Такого рода абсурдный и вместе с тем трагический взгляд на мир необычайно близок Набокову-художнику. В подобном взгляде, как он считает, заключается сама тайна высокого искусства. Акакий Акакиевич Башмачкин – образ вселенского абсурда, по Набокову, и в этом смысле герои Набокова нередко тоже пребывают во вселенском абсурде.

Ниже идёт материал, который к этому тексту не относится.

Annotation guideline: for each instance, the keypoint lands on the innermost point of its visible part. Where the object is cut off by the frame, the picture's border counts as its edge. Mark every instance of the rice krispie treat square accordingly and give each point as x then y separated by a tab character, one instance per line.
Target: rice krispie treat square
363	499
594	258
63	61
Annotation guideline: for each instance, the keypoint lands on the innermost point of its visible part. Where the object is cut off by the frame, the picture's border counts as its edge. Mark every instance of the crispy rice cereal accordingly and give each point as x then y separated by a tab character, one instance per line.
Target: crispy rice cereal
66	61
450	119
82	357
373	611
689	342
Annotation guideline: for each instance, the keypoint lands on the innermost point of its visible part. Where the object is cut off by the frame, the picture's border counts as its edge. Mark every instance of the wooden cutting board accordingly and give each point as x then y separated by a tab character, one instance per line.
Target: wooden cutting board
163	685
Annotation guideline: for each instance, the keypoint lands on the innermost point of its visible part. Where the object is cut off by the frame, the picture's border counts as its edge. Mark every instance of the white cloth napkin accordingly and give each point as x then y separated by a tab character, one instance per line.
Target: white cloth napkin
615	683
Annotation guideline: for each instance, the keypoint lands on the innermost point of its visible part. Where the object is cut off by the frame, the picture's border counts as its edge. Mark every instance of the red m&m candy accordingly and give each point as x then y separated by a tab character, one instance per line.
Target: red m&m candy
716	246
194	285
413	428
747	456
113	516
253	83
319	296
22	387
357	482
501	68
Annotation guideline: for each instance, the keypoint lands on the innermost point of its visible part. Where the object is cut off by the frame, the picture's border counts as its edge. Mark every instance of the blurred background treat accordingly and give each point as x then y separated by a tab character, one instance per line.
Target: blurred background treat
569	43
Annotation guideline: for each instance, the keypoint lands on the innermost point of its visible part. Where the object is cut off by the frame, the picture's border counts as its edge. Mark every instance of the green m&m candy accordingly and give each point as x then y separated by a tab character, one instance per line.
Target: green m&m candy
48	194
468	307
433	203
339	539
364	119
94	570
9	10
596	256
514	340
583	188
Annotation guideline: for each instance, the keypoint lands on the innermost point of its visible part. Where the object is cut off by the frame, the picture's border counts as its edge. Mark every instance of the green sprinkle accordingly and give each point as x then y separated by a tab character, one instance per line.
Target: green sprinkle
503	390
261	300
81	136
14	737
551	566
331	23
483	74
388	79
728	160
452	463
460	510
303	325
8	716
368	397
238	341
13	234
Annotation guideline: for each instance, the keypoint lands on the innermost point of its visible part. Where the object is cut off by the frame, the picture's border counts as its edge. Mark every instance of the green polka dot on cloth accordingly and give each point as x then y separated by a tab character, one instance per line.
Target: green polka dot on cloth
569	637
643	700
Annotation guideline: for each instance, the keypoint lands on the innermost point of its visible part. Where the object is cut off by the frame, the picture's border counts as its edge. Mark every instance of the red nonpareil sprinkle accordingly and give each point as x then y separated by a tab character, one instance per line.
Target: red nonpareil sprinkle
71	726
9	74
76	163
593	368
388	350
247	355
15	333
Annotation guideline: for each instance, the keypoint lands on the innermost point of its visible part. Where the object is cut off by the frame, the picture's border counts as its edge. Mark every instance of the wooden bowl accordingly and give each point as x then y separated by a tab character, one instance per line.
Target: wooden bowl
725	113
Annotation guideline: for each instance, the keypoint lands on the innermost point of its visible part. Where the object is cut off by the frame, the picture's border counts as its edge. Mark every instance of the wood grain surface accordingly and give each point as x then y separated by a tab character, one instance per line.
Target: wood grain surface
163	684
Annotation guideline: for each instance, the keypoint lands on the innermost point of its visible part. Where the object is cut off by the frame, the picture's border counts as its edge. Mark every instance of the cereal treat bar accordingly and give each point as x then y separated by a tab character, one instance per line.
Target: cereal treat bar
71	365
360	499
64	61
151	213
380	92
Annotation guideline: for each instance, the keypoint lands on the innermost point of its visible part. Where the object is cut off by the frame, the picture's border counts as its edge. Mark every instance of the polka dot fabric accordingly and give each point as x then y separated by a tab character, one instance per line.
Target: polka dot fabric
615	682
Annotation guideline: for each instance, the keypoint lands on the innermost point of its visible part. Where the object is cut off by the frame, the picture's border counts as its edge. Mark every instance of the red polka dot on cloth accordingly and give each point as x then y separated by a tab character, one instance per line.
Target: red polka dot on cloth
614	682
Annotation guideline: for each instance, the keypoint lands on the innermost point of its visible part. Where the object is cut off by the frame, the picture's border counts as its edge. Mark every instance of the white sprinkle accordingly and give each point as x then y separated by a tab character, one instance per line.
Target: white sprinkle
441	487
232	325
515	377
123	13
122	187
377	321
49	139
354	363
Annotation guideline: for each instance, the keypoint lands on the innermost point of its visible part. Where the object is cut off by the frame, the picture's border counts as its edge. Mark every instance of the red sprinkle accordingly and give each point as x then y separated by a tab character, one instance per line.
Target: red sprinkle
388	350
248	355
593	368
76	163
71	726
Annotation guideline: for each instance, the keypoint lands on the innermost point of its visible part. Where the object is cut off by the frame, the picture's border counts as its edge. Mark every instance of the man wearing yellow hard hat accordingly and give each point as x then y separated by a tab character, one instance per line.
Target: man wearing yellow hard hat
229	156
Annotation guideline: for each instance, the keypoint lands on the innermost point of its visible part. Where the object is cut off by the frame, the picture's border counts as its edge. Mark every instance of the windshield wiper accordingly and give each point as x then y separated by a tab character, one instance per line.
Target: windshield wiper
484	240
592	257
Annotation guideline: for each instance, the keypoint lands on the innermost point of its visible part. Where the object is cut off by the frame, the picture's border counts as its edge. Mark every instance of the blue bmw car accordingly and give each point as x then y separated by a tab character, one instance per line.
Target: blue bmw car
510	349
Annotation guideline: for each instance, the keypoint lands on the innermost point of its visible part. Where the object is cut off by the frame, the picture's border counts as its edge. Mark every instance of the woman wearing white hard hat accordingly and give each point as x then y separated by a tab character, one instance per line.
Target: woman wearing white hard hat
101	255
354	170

Например, это касается героя романа Набокова «Дар» Бориса Годунова-Чердынцева, а вернее, героя написанного Чердынцевым романа – реально существовавшего Н.Г. Чернышевского, под пером Чердынцева приобретшим типично гоголевские черты, черты Акакия Акакиевича Башмачкина с его «бормотаньем» (словечко Набокова) и трагическим комизмом. Набоков, маскируя себя в романе под Чердынцева, пишет, например, о Чернышевском следующее:
«Развившуюся у него болезнь (зоб), он пытался сам лечить по учебнику. Изнурительный катар желудка, который он знал студентом, повторился тут с новыми особенностями. «Меня тошнит от «крестьян» и от «крестьянского землевладения», – писал он сыну, думавшему его заинтересовать присылкой экономических книг. Пища была отвратительная. Питался он почти только кашей: прямо из горшка – серебряной столовой ложкой, почти четверть которой сточилась о глиняные стенки в течение тех двадцати лет, за которые он сточился сам. В теплые летние дни он часами, бывало, стоял, закатав панталоны, в мелкой речке, что вряд ли было полезно, или, завернув голову полотенцем от комаров, похожий на русскую бабу, со своей плетеной корзиной для грибов гулял по лесным тропинкам, никогда в глушь не углубляясь. Забывал сигарочницу под лиственницей, которую не скоро научился отличать от сосны. Собранные цветы (названий которых он не знал) завертывал в папиросную бумагу и посылал сыну Мише, у которого таким образом составился «небольшой гербарий вилюйской флоры»: так и Волконская внукам своим завещала «коллекцию бабочек, флору Читы». Однажды у него на дворе появился орел… «прилетевший клевать его печень, – замечает Страннолюбскнй, – но не признавший в нем Прометея»[248].